Cameron accused DCG of owing $1.675billion to Genesis, money that could be used to pay back Gemini, as well as other lenders to Genesis.
In an online response, however, Silbert said that DCG did not borrow the money from Genesis and has made all payments on loans outstanding to Genesis.
Furthermore, he claimed that ‘DCG delivered to Genesis and your advisors a proposal on December 29th and has not received any response.’
Cameron fired back: ‘There you go again. Stop trying to pretend that you and DCG are innocent bystanders and had nothing to do with creating this mess.
‘It’s completely disingenuous.’
‘So how does DCG owe Genesis $1.675 billion if it didn’t borrow the money? Oh right, that promissory note…’ wrote Cameron, implying Genesis did loan DCG the funds.
Genesis previously told clients that due to its FTX exposure, it could take ‘weeks’ to find a potential way forward and that bankruptcy is a distinct possibility.
Cameron Winklevoss wrote an open letter addressed to Barry Silbert about the $900 million his Gemini customers are owed
Cameron, who runs Gemini Trust Co. – a crypto exchange – has customers who are owed $900million that the firm lent to Genesis, a DCG subsidiary
Cameron, facing the lawsuit from investors and mounting pressure from his own angry customers, said he had offered Silbert multiple proposals for a path forward, including one as recently as Christmas day.
He claimed the $1.675 billion ‘is money that Genesis owes to’ Gemini customers ‘and other creditors.’
‘It’s not lost on us that you’ve been working desperately to try and firewall DCG from the problems that you created at Genesis,’ Cameron wrote.
‘You should dispense with this fiction because we all know what you know – that DCG and Genesis are beyond commingled.’
The money in question, Winklevoss wrote, was used for faulty ventures of DCG’s, as well as ‘greedy share buybacks’ and ‘illiquid venture investments.’
The relationship between DCG and Genesis bears similarities to that between decimated crypto trading firm FTX and its sister trading arm Alameda Research
The Gemini/Genesis rupture is the latest result of the FTX/Alameda Research collapse, and the relationship between Genesis and DCG in some ways mirrors the problematic commingling of FTX and Alameda.
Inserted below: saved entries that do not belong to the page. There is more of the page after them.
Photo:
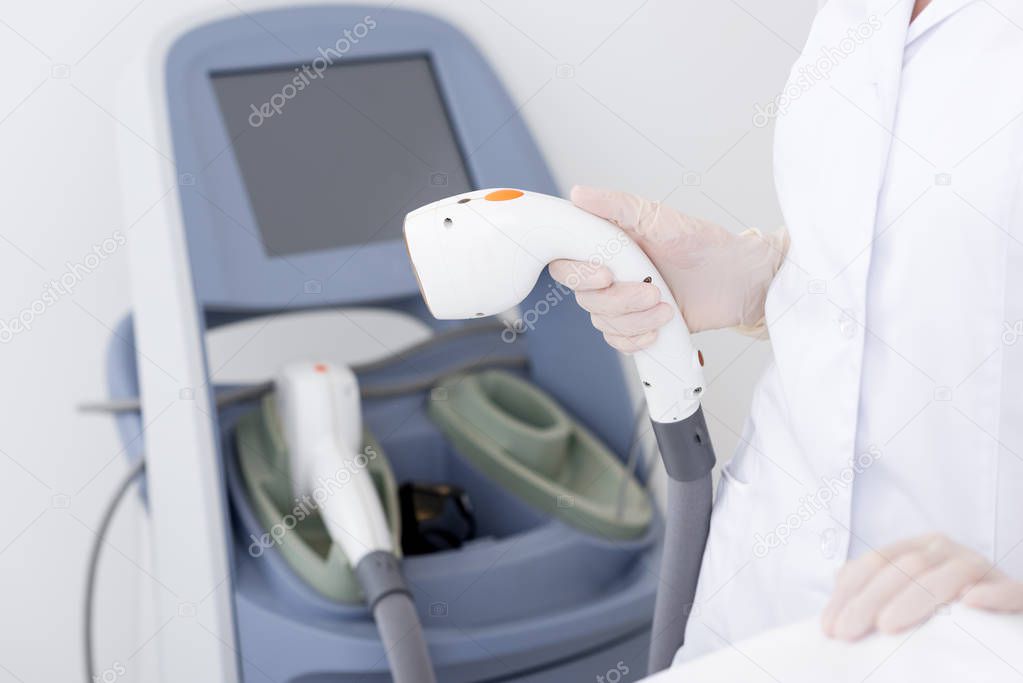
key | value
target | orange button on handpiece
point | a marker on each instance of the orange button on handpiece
(503, 195)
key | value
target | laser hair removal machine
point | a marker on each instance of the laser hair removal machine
(481, 253)
(254, 202)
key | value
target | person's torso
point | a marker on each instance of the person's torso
(890, 409)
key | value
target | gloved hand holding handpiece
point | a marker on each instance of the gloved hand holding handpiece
(718, 279)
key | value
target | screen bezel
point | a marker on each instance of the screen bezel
(230, 269)
(286, 70)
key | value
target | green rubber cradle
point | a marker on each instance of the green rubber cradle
(523, 440)
(307, 547)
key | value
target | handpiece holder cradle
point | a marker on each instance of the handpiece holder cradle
(481, 253)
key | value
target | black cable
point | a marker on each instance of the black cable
(90, 579)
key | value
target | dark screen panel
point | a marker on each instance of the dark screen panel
(337, 157)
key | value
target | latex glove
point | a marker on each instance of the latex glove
(718, 279)
(902, 585)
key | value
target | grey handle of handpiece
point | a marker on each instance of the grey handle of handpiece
(688, 459)
(397, 621)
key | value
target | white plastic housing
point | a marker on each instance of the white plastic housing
(321, 419)
(477, 257)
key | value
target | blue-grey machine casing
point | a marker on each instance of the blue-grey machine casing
(532, 600)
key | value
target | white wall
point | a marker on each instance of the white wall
(656, 90)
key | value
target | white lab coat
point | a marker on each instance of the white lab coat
(894, 403)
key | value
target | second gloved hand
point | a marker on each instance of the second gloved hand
(718, 279)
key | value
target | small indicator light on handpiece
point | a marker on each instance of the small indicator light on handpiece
(503, 195)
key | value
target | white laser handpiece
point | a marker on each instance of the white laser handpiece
(481, 253)
(318, 404)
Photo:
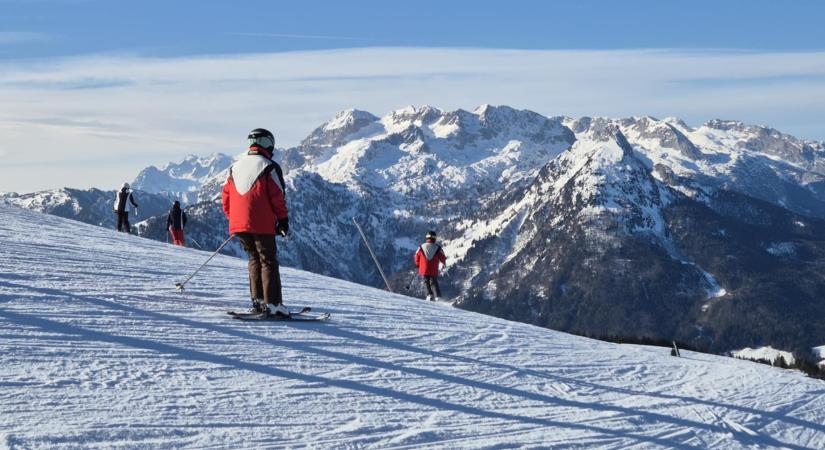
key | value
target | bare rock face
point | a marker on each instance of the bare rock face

FTX founder and disgraced former CEO Sam Bankman-Fried is accused of secretly transferring $10 billion of customer funds from FTX to Alameda Research, a trading firm he started in 2017.
A large portion of that money disappeared, and he is estimated to have lost investors between $1billion and $2billion in the transfer.
Ultimately, it’s believed FTX lost more than $8billion of its customers’ money, owing its 50 biggest unsecured creditors a total of $3.1billion.
FTX advisers have since found over $5billion in cash or cryptocurrency assets it could use to pay back creditors, according to testimony at a Delaware bankruptcy court.
Bankman-Fried has pleaded not guilty to eight criminal fraud charges.
Billionaire Silbert’s DCG is the parent company of five crypto-focused companies, the largest of which is Grayscale, a digital asset manager that oversees $28billion of Bitcoin, Ether and other assets.
Currently, the SEC and federal prosecutors in Brooklyn are investigating the internal financial dealings of DCG and Silbert’s other companies.